I took a deep breath and told him what I could, including the fate of the bounty hunters his commanding officer had hired. He listened in silence.
“Mount up, Sergeant,” he said when I had finished.
The sergeant had been standing behind me. Now he stepped into leather, oilskin rustling, and accepted the revolvers and rifles from his superior.
“I'm going along,” I said.
“That's what you think. Sergeant!”
“Yes, sir.” The sergeant saluted. He spoke with a Georgia drawl; I found myself wondering what rank he had held in the Confederate Army, and if we might have met somewhere before, across a smoke-enshrouded battlefield. He was too old not to have served.
“Detail two men to stay here and keep an eye on Mr. Murdock. Orders are to shoot if he tries anything.” He gathered up his reins and reached back to flick open the flap securing his side arm in its holster. It was an Army Colt; what else was there, here in Colt country?
“I'm going along for your protection,” I explained. “If you go in there half-cocked, you're going to lose most of your men.”
He smiled twistedly. “Against one man, Deputy? One
wounded
man?”
I said, “The Flatheads number over five hundred, and they haven't been able to take him in fifteen years. And wounded or not, he just killed two men, one of them with his bare hands. If he sees me with you—armed—he might go with you peacefully.”
“You're not sure?”
“He tried to kill me a little while ago.”
“You don't inspire confidence, Deputy.”
“That's your job, Captain. I'm just a public servant.”
“Very well. Sergeant!” He nodded at the non-com, who handed me my weapons. I accepted them and returned each to its proper holder.
“But, remember,” added the officer, “my orders stand to shoot to kill in the event you cross us.”
“I expected no less from the U. S. Army,” I replied, and mounted the mare.
Heading back toward the river, I asked Captain Trainer what he was doing out there.
“We were on our way back from our first patrol when he heard the shots,” he said.

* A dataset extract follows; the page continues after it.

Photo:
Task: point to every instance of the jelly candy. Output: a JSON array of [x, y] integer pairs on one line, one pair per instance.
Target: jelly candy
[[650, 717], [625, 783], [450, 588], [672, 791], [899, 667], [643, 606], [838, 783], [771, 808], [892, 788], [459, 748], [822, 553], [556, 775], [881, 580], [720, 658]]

“Isn't that neglecting your responsibilities as sheriff?” I asked.
“Not at all. There's no reason I can't fulfill my duties to the U.S. government as well as to the voters.”
“Funny, I thought they were one and the same.”
“Column of twos, Sergeant,” he said, ignoring my comment.
We came upon him just as he was preparing to straddle the dun. Little Tree's body was nowhere to be seen; a mound of snow, marked at one end by a pine bough standing upright, explained his delay in leaving. He saw us approaching, but made no move toward the Spencer in his saddle scabbard. He mounted carefully and sat watching us.
“You said he was wounded,” snapped Trainer, drawing his Colt. He signaled halt.
“I said wounded. Not dead.”
“Look at the size of him.” This from the sergeant. “I wish I'd brought my buffalo gun.”
“Just keep him covered.” Trainer raised his voice. “Bear Anderson! This is the U. S. Army! Throw down your weapons and surrender!”